Ich war beim RingConn Gen 2 anfangs ehrlich gesagt skeptisch. Smarte Ringe versprechen oft viel, wirken in der Praxis aber schnell wie ein Kompromiss aus Fitness-Tracker, Schlafsensor und zu teurem Gadget. Nach einiger Zeit mit dem Ring ist mein Eindruck aber deutlich positiver ausgefallen als erwartet. Vor allem beim Tragekomfort, bei der Akkulaufzeit und bei der Alltagstauglichkeit hat mich der RingConn Gen 2 mehr überzeugt, als ich gedacht hätte.

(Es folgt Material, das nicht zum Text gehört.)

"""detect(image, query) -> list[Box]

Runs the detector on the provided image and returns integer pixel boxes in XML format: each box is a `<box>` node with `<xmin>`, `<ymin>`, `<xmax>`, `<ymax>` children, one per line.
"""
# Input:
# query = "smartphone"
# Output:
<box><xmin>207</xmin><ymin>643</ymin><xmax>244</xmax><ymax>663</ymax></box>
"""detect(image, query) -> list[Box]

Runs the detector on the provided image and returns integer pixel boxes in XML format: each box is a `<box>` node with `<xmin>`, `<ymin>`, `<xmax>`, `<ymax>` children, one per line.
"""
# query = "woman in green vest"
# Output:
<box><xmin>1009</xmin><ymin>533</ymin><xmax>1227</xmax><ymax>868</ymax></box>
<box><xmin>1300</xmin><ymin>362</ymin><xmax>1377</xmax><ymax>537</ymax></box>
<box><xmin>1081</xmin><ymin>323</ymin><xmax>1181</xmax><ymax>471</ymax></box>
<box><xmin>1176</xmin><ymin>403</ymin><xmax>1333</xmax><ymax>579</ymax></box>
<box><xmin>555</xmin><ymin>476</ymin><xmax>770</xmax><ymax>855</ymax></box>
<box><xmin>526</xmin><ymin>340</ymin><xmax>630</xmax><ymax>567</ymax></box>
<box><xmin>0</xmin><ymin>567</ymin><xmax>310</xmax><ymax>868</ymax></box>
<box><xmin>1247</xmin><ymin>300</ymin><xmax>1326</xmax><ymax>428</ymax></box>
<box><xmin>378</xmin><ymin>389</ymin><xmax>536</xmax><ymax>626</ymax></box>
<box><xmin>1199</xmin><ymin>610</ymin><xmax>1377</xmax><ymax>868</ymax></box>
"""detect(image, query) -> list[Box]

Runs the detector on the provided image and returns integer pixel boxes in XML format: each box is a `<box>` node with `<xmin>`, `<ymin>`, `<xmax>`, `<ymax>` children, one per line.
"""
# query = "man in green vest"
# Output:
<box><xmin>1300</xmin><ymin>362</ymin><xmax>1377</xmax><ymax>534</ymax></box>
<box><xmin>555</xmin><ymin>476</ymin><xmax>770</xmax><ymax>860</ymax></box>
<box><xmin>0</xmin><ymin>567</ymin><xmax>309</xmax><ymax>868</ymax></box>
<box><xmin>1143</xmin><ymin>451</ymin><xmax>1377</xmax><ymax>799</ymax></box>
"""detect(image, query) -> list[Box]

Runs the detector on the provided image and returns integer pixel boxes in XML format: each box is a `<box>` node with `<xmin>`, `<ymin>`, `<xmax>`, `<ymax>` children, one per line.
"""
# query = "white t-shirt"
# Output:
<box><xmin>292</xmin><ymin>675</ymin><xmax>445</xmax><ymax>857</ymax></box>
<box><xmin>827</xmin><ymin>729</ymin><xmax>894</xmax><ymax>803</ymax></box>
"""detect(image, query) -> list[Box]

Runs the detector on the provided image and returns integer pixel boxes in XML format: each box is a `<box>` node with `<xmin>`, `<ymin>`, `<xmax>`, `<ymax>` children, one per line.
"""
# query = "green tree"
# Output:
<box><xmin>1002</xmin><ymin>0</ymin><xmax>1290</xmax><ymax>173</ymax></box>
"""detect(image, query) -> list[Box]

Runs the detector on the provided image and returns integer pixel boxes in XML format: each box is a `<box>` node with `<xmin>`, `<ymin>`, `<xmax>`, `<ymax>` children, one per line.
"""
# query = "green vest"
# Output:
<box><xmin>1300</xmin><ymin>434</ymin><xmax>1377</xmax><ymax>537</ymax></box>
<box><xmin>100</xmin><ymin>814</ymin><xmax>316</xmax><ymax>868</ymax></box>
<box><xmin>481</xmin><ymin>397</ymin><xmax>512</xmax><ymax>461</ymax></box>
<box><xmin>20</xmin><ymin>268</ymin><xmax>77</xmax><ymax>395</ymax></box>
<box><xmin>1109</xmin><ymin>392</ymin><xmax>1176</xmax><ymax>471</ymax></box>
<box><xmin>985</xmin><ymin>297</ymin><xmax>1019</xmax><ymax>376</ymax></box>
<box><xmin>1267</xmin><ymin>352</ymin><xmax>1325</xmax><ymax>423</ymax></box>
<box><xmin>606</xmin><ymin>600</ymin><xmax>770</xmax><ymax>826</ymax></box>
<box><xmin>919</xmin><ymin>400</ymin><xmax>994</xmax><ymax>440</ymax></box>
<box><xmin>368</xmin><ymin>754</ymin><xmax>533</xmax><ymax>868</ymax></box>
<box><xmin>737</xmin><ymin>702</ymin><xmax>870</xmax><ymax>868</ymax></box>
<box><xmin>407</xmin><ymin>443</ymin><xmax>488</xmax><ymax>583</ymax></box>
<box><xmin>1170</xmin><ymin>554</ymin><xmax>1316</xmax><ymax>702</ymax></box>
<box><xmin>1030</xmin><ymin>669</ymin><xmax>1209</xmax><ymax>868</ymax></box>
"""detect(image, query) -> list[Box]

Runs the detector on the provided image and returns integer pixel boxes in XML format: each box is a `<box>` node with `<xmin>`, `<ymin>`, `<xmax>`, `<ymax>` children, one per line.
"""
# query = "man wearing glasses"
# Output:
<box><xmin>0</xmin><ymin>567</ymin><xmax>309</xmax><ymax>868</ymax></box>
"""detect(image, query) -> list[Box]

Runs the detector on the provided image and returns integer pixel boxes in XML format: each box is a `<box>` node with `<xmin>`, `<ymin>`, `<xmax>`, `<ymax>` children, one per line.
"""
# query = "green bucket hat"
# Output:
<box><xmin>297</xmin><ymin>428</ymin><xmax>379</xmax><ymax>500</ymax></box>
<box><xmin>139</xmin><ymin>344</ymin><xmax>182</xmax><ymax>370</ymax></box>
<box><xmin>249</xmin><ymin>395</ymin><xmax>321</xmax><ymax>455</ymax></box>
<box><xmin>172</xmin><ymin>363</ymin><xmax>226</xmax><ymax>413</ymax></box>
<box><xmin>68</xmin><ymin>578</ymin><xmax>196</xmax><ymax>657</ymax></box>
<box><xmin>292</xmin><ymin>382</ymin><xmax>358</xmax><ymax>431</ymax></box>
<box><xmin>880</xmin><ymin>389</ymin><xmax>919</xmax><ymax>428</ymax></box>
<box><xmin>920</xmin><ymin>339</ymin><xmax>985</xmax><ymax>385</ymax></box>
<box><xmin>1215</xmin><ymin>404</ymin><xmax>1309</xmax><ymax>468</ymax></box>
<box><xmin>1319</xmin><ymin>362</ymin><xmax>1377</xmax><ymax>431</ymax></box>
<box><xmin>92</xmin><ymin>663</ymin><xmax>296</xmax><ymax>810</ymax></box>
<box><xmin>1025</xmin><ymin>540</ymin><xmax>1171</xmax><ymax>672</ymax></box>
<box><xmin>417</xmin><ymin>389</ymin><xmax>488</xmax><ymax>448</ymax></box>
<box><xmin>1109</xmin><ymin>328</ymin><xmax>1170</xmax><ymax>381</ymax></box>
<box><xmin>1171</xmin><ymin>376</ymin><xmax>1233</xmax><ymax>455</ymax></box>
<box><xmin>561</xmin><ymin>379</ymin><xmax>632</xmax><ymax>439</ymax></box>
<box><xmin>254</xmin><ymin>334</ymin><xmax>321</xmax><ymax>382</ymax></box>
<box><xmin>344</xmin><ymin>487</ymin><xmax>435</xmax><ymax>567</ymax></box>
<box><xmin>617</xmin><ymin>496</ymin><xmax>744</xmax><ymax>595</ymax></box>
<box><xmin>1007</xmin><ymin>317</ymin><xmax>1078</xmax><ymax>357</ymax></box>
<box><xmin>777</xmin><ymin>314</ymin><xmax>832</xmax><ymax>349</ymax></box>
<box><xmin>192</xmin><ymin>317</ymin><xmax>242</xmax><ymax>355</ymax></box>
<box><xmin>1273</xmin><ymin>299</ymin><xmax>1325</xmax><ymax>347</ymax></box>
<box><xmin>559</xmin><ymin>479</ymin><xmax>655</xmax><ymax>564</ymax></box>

Das Größen-Set vor dem Kauf ist kein Gimmick

Was ich direkt positiv fand: Vor dem eigentlichen Ring bekommt man ein Größen-Set. RingConn bietet Größen von 6 bis 14 an und empfiehlt ausdrücklich, das Sizing-Kit vorab zu nutzen. Man soll die Probiergröße idealerweise rund 24 Stunden tragen, damit man merkt, wie sich der Ring im Alltag, nachts und bei leicht geschwollenen Fingern verhält. Genau das ist sinnvoll, denn ein smarter Ring muss enger und präziser sitzen als ein normaler Schmuckring, damit die Sensoren sauber arbeiten.

Ich würde das auch jedem genau so raten. Kurz anstecken, einmal “passt schon” sagen und bestellen, ist hier die falsche Herangehensweise. Der Ring sitzt nur dann richtig gut, wenn er fest genug für die Sensorik ist, aber nicht stört. Dass RingConn dieses Größen-Set direkt in den Prozess einbaut, hat mir gefallen, weil es spätere Fehlkäufe ziemlich gut abfedert.

Leicht, dünn und im Alltag schnell vergessen

Was mich beim ersten Tragen direkt überrascht hat, war das Gewicht. Der RingConn Gen 2 ist sehr leicht und sehr dünn. Je nach Größe liegt er bei etwa 2 bis 3 Gramm und bei rund 2 Millimetern Dicke. Ich habe den Ring im Alltag schnell vergessen, was für ein Wearable eigentlich das beste Kompliment ist.

Gerade nachts spielt ihm das in die Karten. Viele Wearables stören mich irgendwann im Schlaf. Der RingConn Gen 2 war da erstaunlich unauffällig. Beim Tippen, Arbeiten oder normalen Bewegen war er ebenfalls kaum präsent. Nur wenn ich fest zugegriffen habe oder etwas schwerer getragen habe, habe ich ihn bewusster gemerkt. Das ist bei dieser Geräteklasse aber normal.

Verarbeitung stark, aber nicht komplett sorgenfrei

Die Verarbeitung macht insgesamt einen guten Eindruck. Das Gehäuse setzt auf Titanlegierung, dazu kommen PVD-Beschichtung und eine wasserfeste Bauweise mit IP68. Rein technisch fühlt sich das nach einem hochwertigen Produkt an.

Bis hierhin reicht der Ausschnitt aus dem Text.